With a next-generation speech engine powered by Nuance deep learning technology, Dragon Law Enforcement is built with a language model and dataset that includes words and phrases specific to law enforcement. In addition to professional terminology, Dragon recognizes more than 400 words of profanity.

“Unfortunately, profanity is something police officers have to hear every day,” says Eric La Scola, product marketing manager for Nuance Communications. “Because officers have to include it as part of their field incident reporting, these terms were included in our customized version of Dragon speech recognition, Dragon Law Enforcement.”

Makes and models of cars and trucks are also built into Dragon’s vocabulary so that if an officer pulls over a 1992 Toyota Camry, Dragon understands that. If the officer asks for the person’s ID and that person has a driver’s license from a Canadian province or Mexican city and state, Dragon will recognize that as well.

Robust voice command capabilities also simplify the process of looking up license plates. Police officers typically speak in the NATO phonetic alphabet: alpha, bravo, Charlie, delta, echo, foxtrot, etc. so Dragon recognizes that. If an officer on patrol comes across a suspicious looking vehicle and decides to run a license plate, the officer can say “whiskey tango delta 1 2 3 4” and Dragon will automatically populate that as “WTD1234.” This way, the officer stays heads up with eyes on his or her surroundings, increasing safety and improving in-car documentation.

Optimized for noisy environments

Whether in the patrol car or at the station, background noise can interfere with the quality of dictation and thus the accuracy of a report. Dragon includes the option of using a PowerMic III with noise-canceling technology that cancels out background noise. The microphone, which doubles as a handheld mouse, also has push-to-talk capability so a simple press on the microphone button starts the recording. As soon as the button is released, the recording stops. “For a cop, the idea of manually depressing the microphone button is something they’re accustomed to with radio push-to-talk,” says La Scola. “There’s a comfort in knowing when you release that button Dragon is no longer listening.”

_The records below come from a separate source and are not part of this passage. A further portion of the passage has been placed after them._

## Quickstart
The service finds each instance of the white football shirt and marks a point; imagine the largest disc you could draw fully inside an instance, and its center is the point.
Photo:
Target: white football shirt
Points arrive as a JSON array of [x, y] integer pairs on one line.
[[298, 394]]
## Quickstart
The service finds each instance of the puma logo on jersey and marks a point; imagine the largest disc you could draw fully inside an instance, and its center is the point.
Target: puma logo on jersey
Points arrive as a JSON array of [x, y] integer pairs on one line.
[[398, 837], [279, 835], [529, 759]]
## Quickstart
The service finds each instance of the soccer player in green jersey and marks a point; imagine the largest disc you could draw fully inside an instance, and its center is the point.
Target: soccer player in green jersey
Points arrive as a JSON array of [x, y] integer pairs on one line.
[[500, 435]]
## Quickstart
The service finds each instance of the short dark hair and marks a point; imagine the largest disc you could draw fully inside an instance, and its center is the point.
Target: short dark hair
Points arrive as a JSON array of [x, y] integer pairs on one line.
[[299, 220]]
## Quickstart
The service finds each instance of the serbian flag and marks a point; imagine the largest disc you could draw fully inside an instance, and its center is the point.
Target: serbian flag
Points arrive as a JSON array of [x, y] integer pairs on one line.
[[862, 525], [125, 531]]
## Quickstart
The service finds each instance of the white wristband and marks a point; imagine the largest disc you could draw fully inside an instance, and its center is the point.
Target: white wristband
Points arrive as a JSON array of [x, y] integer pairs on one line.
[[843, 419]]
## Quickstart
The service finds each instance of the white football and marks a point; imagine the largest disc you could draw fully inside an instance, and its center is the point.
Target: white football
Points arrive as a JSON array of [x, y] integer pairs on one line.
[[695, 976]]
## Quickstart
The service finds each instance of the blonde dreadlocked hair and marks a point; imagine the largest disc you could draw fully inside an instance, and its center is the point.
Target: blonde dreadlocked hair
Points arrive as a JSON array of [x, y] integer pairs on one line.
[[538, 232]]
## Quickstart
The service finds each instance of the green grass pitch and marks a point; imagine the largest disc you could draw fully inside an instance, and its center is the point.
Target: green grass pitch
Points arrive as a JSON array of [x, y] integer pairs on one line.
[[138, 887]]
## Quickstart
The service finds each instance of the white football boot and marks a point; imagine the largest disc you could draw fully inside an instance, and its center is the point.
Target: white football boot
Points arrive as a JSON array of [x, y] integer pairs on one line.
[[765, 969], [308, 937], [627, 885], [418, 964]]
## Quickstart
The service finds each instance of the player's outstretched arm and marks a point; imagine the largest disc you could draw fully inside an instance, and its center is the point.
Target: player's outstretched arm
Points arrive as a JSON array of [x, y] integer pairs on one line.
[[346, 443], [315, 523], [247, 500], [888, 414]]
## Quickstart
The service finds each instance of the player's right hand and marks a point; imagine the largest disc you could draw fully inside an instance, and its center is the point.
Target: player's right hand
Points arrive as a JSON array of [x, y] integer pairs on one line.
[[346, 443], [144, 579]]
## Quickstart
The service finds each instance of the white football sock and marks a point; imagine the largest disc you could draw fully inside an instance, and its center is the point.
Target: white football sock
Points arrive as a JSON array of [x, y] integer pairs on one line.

Adapt to a speaker’s speech patterns and accent

As part of the powerful “behind the scenes” intelligence, speech recognition solutions can learn how a person speaks and adapt to a variety of accents. When a person launches Dragon, it will ask “Do you have an accent?” The software has a language model that accommodates a wide range of accents based on native language and region. There is also an option for Dragon to scan a person’s email and Word documents so it can learn how the officer structures sentences as well as common words or phrases he or she might use. These two options allow Dragon to learn how an officer speaks and then make appropriate adjustments that minimize the need for corrections while the officer is dictating reports.

Store customized commands

Is there an unusual street name that keeps coming up in department incident reports? Dragon allows departments to store custom words to the software’s vocabulary via a central management center. Once added to the vocabulary, the street name can be pushed out to all officer profiles at one time instead of individually. Dragon also allows a department to set up custom forms and push the forms out to the entire organization. The forms may then be filled in by voice commands such as “next or previous field.”

Use computing power to enhance efficiency, speed and safety

With a combination of computing power, artificial intelligence and data processing, speech recognition solutions such as Dragon Law Enforcement are empowering departments with leading-edge technology. By simply speaking, officers can dictate into RMS and CAD systems to create incident reports three times faster than typing with up to 99 percent recognition accuracy. The outcome is increased efficiency, speed and safety, giving officers more time to serve and engage with members of their community.